Phoronix Benchmarks: Waht's wrong with FreeBSD 8.0?

Holger Kipp hk at alogis.com
Mon Nov 30 14:13:59 UTC 2009


On Mon, Nov 30, 2009 at 02:49:17PM +0100, Ivan Voras wrote:
> Bill Moran wrote:
> >In response to Ivan Voras <ivoras at freebsd.org>:
> >
> >>Thomas Backman wrote:
> >>>On Nov 30, 2009, at 9:47 AM, O. Hartmann wrote:
> >>>
> >>>>I'm just wondering what's wrong with FreeBSD 8.0/amd64 when I read the 
> >>>>Benchmarks on Phoronix.org's website. Especially FreeBSD's threaded I/O 
> >>>>shows in contrast to all claims that have been to be improoved the 
> >>>>opposite.
> >>>Corrected link: 
> >>>http://www.phoronix.com/scan.php?page=article&item=freebsd8_benchmarks&num=1
> >>>
> >>>And yeah, quite honestly: disk scheduling in FreeBSD appears to suck... 
> >>>The only reason I'm not switching from Linux. :(
> >
> >"All operating systems were left with their default options during the
> >installation process..."
> >
> >It's common knowledge that the default value for vfs.read_max is non-
> >optimal for most hardware and that significant performance improvements
> >can be made in most cases by raising it.
> 
> On the other hand, random IO is negatively influenced by readahead :)

Parallel Random I/O gives better results on Raid 5 than a single sequential
read :-) I also found FreeBSD UFS with Softupdates handling directories with
many small files much better than Linux and ReiserFS (same hardware) - at least
a simple ls returned much quicker on FreeBSD (factor 5 to 10).

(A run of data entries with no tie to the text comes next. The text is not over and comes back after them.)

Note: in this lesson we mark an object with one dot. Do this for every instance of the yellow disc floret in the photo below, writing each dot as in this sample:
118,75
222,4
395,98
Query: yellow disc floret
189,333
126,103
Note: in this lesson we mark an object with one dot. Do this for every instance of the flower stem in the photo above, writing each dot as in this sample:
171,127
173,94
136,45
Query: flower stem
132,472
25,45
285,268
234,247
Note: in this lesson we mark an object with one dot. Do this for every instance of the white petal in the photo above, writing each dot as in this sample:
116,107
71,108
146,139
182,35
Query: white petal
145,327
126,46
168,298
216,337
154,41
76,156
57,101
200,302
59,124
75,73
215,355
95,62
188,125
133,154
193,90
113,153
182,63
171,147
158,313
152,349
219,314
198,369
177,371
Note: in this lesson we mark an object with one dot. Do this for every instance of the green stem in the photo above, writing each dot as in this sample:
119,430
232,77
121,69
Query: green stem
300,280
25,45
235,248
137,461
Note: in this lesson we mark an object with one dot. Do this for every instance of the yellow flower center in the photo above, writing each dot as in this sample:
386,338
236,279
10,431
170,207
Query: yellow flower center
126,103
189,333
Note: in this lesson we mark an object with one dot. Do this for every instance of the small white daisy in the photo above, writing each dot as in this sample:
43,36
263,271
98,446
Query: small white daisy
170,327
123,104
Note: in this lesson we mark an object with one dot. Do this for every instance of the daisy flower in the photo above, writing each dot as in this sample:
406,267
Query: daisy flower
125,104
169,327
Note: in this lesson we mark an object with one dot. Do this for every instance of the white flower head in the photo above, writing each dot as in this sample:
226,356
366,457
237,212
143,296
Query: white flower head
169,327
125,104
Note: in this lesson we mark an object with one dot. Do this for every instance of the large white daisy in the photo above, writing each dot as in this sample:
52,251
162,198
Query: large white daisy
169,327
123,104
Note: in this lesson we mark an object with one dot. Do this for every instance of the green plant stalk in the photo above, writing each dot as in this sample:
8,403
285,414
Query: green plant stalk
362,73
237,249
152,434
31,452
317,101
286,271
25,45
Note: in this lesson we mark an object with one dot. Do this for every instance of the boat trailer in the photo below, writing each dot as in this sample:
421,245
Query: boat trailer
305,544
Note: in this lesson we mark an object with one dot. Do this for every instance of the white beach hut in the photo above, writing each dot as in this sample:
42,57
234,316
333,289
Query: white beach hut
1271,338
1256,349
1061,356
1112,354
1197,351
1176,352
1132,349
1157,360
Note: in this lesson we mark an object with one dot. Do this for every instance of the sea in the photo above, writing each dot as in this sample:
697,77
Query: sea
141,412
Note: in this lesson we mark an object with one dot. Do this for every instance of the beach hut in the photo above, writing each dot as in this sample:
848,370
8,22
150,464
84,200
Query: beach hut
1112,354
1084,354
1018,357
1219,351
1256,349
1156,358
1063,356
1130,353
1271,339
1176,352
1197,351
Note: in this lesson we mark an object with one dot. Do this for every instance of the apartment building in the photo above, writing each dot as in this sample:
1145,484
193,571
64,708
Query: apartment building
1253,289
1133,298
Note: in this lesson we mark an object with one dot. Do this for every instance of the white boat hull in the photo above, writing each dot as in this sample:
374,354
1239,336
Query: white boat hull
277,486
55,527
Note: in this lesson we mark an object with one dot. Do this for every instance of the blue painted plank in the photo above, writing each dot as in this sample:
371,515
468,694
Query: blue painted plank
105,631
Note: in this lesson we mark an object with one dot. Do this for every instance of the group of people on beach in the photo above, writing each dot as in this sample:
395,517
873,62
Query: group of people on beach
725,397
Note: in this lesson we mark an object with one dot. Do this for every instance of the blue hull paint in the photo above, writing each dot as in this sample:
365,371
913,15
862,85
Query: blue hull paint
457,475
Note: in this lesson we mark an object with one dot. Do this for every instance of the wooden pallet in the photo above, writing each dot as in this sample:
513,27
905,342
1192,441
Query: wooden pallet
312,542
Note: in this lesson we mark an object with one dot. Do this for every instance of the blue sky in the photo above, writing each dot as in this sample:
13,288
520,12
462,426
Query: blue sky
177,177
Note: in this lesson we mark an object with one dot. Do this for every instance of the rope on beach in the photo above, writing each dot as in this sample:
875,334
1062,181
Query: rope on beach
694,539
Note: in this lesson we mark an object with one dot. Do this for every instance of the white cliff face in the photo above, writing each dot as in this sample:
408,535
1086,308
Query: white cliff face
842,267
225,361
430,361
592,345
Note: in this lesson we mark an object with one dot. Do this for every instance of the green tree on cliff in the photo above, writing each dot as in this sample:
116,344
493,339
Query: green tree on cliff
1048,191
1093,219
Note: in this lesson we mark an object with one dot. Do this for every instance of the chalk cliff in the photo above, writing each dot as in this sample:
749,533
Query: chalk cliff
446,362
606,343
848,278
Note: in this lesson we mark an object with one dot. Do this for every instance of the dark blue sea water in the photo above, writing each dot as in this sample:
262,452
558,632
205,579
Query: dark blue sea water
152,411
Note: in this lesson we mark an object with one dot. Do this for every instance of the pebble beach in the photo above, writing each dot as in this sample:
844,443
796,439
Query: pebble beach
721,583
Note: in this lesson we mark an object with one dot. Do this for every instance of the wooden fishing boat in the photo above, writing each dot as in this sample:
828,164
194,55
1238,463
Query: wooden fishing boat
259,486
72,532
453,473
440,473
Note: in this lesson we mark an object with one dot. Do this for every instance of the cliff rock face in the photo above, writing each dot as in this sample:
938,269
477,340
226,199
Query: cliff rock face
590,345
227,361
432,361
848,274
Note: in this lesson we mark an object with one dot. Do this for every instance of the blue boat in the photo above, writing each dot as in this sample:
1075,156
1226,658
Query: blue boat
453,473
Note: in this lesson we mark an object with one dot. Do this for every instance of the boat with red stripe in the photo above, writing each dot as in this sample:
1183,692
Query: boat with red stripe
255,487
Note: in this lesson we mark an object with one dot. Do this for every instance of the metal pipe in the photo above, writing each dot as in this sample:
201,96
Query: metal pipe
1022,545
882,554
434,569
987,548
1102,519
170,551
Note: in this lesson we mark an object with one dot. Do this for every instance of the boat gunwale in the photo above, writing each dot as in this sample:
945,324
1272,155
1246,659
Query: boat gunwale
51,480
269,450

So it is always a matter of what you intend to do with the filesystem - is it
for logging, for mailserver-storage, for database usage, for fileserver, webserver
etc. (with or without changing atime), with redundancy (raid 1, 5, 10) or using
zfs, etc.

With FreeBSD we have a system that works ok out of the box, but for real-world 
usage needs some tuning to be optimised for the specific task.